Two-dimensional (2D) metal-organic frameworks (MOFs) have been adopted in gas sensing due to their large surface area and abundant active sites. In this study, we performed density functional theory calculations to systematically investigate the gas sensing properties of 2D metal-hexahydroxybenzene frameworks (M₃(HHB)₂, where M represents V, Cr, Mn, Fe, Co, Ni, Cu, and Zn). Our results reveal that the eight M₃(HHB)₂ monolayers exhibit distinct responses to CO molecules. Specifically, the adsorption of CO on one surface of the films significantly increases the conductance of V₃(HHB)₂, Fe₃(HHB)₂, and Co₃(HHB)₂, with a conductance response exceeding 68 %. This is attributed to the reduction of the band gap in V₃(HHB)₂ and the transition of Fe₃(HHB)₂ and Co₃(HHB)₂ from half-metallic to metallic properties upon CO adsorption.
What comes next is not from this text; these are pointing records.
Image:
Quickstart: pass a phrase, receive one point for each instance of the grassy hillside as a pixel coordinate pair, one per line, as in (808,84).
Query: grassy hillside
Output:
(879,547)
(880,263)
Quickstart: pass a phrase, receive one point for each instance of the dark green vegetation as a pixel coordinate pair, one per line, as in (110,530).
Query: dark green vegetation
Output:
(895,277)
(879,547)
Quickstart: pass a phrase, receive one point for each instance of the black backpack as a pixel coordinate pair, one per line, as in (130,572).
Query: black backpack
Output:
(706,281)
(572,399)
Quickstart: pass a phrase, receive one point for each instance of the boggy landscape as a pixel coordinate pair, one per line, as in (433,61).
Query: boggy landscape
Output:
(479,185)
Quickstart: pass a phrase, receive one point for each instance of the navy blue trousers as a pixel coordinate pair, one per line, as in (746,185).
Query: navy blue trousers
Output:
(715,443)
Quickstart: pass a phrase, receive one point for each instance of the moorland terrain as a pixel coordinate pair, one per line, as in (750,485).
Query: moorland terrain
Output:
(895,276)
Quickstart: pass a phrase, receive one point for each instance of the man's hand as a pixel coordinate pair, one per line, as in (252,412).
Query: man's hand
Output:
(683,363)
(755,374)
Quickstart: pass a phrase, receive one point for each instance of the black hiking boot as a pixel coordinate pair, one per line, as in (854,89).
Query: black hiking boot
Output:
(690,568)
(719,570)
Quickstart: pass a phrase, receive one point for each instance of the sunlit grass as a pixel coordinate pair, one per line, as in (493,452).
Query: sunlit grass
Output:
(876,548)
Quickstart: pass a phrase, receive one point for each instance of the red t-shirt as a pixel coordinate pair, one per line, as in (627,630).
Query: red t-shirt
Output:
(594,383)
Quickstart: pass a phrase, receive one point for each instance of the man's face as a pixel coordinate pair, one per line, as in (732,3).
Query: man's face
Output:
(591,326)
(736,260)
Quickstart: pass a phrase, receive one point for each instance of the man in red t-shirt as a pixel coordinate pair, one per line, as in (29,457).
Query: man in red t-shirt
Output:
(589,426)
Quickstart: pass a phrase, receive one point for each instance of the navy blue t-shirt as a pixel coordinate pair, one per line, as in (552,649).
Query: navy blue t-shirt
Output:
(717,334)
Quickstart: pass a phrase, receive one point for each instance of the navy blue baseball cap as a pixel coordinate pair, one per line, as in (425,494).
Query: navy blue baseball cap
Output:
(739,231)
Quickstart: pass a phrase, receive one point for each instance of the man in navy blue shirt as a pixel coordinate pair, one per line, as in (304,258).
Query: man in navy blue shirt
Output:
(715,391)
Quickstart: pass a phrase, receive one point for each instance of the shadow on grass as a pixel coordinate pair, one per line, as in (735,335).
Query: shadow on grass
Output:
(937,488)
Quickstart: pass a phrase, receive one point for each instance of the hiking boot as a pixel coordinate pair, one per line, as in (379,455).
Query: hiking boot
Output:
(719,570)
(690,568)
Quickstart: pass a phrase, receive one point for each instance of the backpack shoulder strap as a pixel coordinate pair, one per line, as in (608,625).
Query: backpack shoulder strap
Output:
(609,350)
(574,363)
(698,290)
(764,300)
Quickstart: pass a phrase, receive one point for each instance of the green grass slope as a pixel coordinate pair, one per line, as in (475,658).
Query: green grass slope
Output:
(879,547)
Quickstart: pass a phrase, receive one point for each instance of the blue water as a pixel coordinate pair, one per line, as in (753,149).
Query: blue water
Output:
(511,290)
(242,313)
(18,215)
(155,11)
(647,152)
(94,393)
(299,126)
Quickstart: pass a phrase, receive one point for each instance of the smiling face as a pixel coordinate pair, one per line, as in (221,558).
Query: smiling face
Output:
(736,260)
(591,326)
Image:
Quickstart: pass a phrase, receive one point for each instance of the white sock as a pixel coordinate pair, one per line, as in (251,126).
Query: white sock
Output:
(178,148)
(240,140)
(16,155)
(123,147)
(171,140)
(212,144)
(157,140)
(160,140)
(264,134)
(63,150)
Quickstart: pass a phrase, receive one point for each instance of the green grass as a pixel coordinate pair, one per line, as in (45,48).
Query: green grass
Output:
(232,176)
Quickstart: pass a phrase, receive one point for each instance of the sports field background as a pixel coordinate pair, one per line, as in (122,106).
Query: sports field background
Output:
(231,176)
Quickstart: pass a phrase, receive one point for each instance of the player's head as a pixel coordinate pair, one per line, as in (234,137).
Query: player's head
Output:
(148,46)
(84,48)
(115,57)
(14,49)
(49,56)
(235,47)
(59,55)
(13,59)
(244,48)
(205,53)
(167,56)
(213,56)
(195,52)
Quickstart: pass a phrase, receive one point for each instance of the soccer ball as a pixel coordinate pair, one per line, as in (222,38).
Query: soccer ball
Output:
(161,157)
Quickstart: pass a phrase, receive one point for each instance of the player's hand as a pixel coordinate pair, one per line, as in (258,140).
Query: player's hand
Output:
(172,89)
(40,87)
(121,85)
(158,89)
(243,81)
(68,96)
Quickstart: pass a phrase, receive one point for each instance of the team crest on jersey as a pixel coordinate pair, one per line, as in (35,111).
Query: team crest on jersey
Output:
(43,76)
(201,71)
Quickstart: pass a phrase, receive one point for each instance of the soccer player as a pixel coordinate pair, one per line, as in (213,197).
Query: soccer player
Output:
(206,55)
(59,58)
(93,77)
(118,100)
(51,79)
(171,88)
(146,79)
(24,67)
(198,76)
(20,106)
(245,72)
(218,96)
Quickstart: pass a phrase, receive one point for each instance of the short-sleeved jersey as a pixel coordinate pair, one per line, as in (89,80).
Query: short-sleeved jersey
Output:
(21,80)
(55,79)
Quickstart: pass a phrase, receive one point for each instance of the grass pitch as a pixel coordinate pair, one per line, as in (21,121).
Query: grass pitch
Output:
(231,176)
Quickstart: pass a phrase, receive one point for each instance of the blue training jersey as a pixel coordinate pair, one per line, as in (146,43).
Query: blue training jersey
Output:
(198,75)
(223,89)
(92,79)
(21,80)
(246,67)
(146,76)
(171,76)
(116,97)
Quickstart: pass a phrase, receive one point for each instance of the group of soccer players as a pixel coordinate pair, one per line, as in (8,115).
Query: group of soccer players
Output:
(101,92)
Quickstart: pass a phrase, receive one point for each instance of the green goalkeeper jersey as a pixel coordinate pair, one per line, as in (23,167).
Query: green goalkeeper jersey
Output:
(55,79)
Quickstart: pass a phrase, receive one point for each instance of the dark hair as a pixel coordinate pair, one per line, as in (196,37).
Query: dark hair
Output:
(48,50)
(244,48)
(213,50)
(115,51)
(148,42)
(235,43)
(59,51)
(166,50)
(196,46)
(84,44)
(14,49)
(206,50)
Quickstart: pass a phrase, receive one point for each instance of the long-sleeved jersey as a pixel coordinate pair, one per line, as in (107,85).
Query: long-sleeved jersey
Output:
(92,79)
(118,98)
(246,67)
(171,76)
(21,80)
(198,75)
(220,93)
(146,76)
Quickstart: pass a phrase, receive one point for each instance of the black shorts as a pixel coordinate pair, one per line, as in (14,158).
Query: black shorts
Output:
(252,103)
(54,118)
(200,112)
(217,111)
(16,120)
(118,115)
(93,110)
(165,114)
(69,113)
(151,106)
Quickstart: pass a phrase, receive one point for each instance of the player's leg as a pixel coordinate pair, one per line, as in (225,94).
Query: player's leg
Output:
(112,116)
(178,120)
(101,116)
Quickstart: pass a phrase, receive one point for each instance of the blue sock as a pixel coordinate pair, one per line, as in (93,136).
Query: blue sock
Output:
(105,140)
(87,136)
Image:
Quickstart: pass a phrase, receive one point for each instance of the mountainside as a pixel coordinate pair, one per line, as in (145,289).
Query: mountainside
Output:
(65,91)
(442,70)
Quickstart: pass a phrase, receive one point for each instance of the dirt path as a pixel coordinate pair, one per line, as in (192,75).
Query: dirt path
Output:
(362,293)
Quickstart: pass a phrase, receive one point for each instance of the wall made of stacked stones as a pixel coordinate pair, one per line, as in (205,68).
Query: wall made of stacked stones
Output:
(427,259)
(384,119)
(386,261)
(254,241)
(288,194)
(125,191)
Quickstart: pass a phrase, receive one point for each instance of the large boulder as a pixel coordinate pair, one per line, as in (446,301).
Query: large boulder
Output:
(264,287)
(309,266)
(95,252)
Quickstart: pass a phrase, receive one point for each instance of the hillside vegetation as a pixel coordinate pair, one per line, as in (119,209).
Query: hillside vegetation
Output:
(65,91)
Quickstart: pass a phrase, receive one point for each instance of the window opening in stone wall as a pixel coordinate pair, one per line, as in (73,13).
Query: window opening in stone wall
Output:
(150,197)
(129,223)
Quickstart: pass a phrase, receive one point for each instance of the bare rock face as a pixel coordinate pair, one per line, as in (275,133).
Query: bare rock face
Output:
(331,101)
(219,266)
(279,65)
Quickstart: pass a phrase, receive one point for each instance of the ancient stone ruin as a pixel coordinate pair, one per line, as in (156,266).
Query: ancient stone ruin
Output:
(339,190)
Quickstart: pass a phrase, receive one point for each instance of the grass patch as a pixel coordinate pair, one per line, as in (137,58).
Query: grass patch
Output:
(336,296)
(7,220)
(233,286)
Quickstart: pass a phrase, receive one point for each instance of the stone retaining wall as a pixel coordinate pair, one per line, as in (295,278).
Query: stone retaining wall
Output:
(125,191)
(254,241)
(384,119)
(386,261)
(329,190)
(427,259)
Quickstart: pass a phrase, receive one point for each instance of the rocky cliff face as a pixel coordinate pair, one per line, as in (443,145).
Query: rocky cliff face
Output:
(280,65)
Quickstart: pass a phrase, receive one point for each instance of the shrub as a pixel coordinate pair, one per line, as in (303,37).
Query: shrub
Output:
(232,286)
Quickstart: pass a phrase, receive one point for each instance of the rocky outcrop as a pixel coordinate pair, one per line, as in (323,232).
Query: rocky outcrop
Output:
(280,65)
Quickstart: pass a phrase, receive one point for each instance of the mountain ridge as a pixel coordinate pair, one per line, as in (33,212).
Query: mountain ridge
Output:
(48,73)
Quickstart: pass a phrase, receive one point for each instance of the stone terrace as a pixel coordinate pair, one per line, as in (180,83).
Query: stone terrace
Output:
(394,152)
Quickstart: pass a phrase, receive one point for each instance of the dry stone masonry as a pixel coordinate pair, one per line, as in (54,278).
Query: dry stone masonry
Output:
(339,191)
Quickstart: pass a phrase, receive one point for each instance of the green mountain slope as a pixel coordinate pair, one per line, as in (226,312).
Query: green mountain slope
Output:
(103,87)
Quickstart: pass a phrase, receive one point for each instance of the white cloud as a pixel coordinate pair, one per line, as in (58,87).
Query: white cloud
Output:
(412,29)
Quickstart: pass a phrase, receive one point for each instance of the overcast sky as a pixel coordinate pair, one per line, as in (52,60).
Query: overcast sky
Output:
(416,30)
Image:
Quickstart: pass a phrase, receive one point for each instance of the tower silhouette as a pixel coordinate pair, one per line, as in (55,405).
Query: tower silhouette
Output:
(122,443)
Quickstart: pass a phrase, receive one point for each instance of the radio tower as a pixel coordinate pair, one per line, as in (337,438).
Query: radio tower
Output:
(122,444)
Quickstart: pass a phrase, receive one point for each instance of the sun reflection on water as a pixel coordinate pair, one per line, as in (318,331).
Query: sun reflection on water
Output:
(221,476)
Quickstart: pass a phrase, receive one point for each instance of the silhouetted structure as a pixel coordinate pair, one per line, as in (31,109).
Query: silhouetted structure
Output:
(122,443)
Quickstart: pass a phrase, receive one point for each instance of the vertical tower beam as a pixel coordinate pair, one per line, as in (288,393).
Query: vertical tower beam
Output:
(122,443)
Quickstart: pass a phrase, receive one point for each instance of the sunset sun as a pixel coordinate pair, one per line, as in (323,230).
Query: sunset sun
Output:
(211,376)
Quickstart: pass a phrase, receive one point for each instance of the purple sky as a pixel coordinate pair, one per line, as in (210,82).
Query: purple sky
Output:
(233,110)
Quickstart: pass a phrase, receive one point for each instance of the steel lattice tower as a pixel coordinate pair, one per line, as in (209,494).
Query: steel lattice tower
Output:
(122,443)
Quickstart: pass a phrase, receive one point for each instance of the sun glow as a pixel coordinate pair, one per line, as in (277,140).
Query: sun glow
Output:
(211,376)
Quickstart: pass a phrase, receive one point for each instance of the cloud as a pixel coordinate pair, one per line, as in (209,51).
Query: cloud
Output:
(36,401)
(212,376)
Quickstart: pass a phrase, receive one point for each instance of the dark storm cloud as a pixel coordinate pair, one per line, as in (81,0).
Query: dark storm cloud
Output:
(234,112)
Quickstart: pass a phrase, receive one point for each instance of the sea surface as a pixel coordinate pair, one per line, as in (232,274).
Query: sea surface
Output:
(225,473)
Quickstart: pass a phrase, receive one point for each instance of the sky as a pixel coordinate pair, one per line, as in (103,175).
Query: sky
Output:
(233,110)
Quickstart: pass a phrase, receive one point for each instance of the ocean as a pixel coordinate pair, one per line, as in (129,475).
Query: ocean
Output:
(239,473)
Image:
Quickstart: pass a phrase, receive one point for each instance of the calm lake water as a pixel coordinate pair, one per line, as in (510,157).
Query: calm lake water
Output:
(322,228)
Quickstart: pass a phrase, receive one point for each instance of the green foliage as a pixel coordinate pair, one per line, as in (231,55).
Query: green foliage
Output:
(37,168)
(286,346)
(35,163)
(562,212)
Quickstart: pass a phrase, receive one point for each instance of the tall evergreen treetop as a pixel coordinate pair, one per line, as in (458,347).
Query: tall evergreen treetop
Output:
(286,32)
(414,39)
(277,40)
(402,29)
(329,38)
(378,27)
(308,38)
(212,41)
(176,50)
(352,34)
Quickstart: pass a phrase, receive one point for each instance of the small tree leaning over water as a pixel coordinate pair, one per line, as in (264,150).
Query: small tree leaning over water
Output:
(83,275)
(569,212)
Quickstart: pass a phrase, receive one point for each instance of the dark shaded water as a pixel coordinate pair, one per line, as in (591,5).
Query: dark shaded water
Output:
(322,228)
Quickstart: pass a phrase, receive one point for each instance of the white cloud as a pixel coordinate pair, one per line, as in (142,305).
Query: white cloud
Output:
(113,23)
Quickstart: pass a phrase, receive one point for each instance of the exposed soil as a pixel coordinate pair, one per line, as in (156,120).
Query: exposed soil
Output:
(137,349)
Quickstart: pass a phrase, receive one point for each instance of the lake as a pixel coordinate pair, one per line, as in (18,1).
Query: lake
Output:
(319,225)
In contrast, CO adsorption leads to a noticeable reduction in the conductance of Cr₃(HHB)₂, Mn₃(HHB)₂, Ni₃(HHB)₂, and Zn₃(HHB)₂ with a conductance response of more than −88 %. Cr₃(HHB)₂ and Ni₃(HHB)₂ monolayers change from metallic to half-metallic properties, while Mn₃(HHB)₂ and Zn₃(HHB)₂ transition from half-metallic to semiconducting properties upon CO adsorption. The current-voltage curves further confirm the high sensitivity of M₃(HHB)₂ to CO gas. Additionally, the desorption time of CO on Mn₃(HHB)₂, Ni₃(HHB)₂, and Zn₃(HHB)₂ is less than 1 × 10⁻⁵ s at room temperature, indicating their potential as reusable CO sensors. Our findings suggest that M₃(HHB)₂ films exhibit higher sensitivity when one surface of the nanosheet is exposed to CO gas, making them promising candidates for resistive CO gas sensors.